Stilistisch ist es lustig zu sehen, wie ich vor einigen Jahren noch geschrieben habe. Etwas holprig liest sich das damalige Review schon irgendwie und das meiste würde ich nicht noch mal so schreiben (vor allem den Part mit MTV! Da lief doch schon damals keine Musik mehr!). Auch die Vergleiche sind etwas generisch.
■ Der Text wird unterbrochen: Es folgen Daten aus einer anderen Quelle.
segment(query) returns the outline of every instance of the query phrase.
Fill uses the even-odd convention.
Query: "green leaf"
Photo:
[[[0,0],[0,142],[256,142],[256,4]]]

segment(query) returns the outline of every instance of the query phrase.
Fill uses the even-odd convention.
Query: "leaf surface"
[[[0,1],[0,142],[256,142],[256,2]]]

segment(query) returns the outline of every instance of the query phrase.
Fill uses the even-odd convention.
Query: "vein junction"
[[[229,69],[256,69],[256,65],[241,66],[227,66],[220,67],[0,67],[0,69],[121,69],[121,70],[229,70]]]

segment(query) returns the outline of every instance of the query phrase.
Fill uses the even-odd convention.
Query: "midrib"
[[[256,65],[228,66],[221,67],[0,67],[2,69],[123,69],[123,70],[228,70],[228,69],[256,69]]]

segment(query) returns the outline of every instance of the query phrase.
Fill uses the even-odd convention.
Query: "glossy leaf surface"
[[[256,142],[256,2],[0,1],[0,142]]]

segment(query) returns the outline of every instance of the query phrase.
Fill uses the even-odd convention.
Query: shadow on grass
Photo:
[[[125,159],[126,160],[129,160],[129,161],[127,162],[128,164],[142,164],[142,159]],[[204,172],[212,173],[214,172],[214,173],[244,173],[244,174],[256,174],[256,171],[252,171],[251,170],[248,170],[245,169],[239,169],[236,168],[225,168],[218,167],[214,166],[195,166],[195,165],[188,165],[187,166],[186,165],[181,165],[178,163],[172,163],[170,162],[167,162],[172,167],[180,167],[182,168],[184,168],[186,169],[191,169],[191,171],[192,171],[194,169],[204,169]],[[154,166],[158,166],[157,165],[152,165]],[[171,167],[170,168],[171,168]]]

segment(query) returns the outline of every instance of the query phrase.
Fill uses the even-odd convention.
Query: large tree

Vergleiche mit HIRAX oder WEHRMACHT hätten besser gepasst, genauso unsinnig war es wegen der Kürze der Songs von "Grindcore-Gefilden" zu reden. Songs im Crossover/Thrashcore-Bereich sind oft nicht sehr lang, da haben die Iren kein Alleinstellungsmerkmal entwickelt. Auch finde ich dass ein Ausdruck wie "200 Prozent" inzwischen echt möchtegern-witzig klingt, so sehr, dass es beim Lesen wirklich weh tut. Das würde ich nicht noch mal so machen. Insgesamt geht die Rezi als Auftakt aber in Ordnung und die Wertung würde ich auch heute wieder geben.